Over the last week we began to see a dramatic increase in aphid populations in our greenhouse, especially in the lettuce.
On the sticky traps, the number of winged aphids caught increased several times and the number of aphids that we see on the lettuce that we’re packing is definitely on the rise.
I think that aphids on lettuce is particularly difficult to deal with. Lettuce is a short lived crop, rarely in the beds longer than 6 weeks. Usually we treat aphids with parasitic wasps, but by the time they lay their eggs on the lettuce leaves, we are too short a time to harvest for the new wasp to emerge and continue laying eggs in new aphids. It also seems that the spaces in the foliage are difficult for the wasps to get into as they do not seem to parasitize the aphids that are down in the heart of the plants as well as they do the ones on the outside area of the leaves.
We did use the wasps (and a few are still around) which got ok control over many weeks, but the aphids seem to be 95% clear of parasitism right now so we brought in an experimental insect: lacewings.
Lacewings themselves aren’t experimental, but using them for aphid control on letttuce is a little unconventional. Like the parasitic wasps they tend to establish themselves in a place and reproduce there, so we are not sure how well it will work with this short-lived crop.
A challenge with the lacewings is that I’m worried about customers finding these jouviniles in their lettuce. I’m imagining that they would find it more disgusting and less interesting than I would.

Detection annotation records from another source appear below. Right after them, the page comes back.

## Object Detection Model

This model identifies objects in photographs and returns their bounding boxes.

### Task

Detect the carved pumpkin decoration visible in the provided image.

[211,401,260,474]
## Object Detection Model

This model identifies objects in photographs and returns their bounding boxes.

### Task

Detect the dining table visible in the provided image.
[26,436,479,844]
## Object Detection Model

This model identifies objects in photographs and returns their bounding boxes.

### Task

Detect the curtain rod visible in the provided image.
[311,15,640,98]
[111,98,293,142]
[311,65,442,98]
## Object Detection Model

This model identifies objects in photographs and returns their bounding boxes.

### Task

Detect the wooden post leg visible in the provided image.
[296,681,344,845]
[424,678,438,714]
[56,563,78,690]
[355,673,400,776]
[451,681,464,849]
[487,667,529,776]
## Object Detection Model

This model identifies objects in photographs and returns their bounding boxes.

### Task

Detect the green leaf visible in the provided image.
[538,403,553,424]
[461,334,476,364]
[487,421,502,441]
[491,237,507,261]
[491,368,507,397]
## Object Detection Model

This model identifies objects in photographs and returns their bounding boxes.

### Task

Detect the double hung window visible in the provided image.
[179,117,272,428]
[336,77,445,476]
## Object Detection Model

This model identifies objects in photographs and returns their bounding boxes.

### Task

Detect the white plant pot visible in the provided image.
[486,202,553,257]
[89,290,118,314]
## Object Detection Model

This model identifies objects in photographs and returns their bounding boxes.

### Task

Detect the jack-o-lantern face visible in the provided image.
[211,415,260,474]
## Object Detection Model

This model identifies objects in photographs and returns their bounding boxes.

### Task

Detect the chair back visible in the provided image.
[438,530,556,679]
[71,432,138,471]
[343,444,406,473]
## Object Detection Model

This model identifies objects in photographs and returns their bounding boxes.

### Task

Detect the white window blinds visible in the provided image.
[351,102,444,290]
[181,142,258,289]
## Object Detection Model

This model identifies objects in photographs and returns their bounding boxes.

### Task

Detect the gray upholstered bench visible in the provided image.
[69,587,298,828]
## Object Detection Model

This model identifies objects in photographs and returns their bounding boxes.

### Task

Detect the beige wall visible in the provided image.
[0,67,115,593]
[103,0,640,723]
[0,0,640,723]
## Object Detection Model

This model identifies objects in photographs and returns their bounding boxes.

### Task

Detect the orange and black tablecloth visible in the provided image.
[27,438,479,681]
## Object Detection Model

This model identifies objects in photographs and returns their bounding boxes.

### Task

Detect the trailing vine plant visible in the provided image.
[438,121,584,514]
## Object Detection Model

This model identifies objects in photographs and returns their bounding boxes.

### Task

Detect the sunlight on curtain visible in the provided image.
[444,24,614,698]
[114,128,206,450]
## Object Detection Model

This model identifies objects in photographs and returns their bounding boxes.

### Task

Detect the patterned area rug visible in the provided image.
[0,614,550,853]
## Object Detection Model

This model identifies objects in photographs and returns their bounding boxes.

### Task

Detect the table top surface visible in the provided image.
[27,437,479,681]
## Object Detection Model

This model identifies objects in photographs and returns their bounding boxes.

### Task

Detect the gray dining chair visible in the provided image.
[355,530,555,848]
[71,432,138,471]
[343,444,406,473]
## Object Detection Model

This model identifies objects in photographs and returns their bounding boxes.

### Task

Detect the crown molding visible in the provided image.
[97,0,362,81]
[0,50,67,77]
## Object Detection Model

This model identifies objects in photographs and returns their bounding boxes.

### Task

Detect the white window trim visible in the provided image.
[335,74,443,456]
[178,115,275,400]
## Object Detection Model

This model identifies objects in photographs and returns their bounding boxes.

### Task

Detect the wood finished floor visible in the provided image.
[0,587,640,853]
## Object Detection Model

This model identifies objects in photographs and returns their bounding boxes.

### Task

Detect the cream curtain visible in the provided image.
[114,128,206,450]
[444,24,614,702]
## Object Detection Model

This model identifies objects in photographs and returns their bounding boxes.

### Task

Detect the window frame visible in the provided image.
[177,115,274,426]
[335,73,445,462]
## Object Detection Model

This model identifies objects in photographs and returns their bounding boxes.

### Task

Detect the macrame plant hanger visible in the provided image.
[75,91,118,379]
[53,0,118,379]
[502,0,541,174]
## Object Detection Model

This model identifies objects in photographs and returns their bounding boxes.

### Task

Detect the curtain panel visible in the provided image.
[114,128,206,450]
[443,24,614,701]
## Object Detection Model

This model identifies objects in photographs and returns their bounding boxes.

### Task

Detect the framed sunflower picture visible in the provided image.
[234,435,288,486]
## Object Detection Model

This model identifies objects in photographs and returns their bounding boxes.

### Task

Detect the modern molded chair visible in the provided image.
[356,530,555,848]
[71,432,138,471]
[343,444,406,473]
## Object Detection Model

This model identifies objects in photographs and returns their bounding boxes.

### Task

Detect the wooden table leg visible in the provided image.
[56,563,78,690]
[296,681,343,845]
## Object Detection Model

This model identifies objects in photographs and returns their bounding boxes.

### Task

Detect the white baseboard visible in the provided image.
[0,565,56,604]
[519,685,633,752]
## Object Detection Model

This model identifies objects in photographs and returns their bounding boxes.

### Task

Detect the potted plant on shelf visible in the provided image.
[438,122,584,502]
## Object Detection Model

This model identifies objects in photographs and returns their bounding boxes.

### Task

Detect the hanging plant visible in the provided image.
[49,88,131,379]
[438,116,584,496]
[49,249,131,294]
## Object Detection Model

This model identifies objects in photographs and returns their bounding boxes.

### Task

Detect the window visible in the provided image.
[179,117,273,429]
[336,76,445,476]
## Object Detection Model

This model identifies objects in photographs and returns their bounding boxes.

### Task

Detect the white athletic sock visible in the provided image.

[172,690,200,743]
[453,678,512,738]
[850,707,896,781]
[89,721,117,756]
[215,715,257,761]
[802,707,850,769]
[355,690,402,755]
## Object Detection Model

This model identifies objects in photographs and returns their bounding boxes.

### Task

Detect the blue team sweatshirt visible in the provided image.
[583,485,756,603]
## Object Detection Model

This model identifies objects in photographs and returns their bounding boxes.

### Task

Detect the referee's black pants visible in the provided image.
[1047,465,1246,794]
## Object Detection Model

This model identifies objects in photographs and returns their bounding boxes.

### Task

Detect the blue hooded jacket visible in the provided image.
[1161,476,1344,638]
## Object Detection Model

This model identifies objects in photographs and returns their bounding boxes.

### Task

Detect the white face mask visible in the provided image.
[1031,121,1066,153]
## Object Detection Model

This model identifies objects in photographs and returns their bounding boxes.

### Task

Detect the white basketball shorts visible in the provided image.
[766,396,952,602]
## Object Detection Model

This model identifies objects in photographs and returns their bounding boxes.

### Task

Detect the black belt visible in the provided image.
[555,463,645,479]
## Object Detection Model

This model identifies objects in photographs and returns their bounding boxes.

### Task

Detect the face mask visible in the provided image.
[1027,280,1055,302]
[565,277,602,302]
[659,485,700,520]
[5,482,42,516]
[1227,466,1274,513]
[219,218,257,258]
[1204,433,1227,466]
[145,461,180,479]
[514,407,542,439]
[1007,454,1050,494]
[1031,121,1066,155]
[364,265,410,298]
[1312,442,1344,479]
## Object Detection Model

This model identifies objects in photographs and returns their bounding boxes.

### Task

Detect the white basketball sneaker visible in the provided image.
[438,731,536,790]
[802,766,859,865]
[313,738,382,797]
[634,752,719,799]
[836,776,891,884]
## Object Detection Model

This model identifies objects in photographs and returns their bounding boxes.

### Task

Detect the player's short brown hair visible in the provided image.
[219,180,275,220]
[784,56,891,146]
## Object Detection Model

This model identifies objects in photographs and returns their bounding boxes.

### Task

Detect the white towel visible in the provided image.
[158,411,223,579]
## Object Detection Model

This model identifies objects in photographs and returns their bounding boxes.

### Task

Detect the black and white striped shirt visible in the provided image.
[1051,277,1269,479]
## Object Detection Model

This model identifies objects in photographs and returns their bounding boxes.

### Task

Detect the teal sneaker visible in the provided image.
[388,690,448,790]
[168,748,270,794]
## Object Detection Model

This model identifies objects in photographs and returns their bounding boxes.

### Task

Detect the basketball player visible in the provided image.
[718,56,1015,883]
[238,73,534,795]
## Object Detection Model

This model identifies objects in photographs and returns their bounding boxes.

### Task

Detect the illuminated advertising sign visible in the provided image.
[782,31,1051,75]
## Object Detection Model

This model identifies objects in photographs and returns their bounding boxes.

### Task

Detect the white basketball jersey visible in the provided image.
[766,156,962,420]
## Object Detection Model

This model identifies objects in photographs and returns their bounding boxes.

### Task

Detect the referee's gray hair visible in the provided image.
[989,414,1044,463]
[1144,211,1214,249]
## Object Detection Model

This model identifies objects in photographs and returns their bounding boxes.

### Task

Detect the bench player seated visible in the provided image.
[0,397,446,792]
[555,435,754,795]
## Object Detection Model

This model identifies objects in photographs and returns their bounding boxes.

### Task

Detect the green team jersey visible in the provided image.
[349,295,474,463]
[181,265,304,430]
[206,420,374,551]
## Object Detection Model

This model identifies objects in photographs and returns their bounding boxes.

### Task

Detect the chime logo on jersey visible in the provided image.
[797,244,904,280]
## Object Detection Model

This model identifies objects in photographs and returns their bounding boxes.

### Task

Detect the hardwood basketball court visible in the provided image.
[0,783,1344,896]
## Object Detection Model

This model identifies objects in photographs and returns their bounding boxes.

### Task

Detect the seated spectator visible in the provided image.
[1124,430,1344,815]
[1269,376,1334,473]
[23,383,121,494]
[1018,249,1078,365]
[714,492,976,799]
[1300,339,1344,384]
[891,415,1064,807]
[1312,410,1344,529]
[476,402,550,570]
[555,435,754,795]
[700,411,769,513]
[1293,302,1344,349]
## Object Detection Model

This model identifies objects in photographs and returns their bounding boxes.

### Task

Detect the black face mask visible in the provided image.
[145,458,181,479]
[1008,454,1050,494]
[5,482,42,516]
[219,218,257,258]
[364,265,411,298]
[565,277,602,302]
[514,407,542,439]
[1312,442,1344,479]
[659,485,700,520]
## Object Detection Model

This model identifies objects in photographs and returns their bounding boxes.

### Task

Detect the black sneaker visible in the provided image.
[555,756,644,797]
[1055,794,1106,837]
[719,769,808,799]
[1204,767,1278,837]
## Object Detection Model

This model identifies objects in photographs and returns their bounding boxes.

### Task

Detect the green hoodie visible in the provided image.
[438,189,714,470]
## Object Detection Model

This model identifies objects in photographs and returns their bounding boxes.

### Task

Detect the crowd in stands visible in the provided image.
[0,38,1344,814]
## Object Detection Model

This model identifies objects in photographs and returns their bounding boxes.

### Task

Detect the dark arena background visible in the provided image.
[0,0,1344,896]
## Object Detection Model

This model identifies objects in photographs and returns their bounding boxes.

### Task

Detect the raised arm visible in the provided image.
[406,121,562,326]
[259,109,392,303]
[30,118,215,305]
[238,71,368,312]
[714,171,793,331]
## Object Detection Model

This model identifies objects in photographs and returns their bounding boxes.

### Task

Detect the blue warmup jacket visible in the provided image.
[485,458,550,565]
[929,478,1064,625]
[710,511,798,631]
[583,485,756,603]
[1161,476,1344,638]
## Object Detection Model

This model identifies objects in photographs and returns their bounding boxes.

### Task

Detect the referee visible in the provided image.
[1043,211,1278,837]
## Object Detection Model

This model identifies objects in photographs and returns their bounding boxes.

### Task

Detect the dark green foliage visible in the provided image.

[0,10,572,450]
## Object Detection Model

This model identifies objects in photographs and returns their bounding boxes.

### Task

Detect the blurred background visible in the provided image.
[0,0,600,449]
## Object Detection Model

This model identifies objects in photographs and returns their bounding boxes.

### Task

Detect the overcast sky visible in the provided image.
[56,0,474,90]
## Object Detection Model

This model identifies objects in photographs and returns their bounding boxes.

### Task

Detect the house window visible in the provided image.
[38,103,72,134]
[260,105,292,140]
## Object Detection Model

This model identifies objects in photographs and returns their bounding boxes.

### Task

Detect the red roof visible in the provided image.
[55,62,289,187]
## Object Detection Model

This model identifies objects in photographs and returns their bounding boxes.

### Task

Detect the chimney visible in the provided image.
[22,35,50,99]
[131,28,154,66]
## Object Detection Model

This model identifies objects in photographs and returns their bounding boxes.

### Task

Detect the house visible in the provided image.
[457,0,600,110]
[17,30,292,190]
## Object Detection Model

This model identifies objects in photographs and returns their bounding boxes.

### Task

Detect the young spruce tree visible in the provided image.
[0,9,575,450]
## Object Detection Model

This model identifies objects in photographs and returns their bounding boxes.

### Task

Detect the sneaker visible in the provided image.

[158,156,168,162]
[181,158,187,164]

Our biggest challenge using these insects is that I cannot put it out on the harvest side of the lettuce beds (because those trays are removed every 3-4 days. So I put it along the sides of the beds and also on the seedling side of the beds. I’m hoping that they are mobile enough to move the 15 feet towards the worst of the aphids and not stay on top of each other where they’re pictured here–otherwise they’ll eat each other and have no real impact on the aphid outbreak.
We’ll see how well this works. I put out 10,000 of the critters on an area that is 130’x21′ and I’ll let you know what I observe.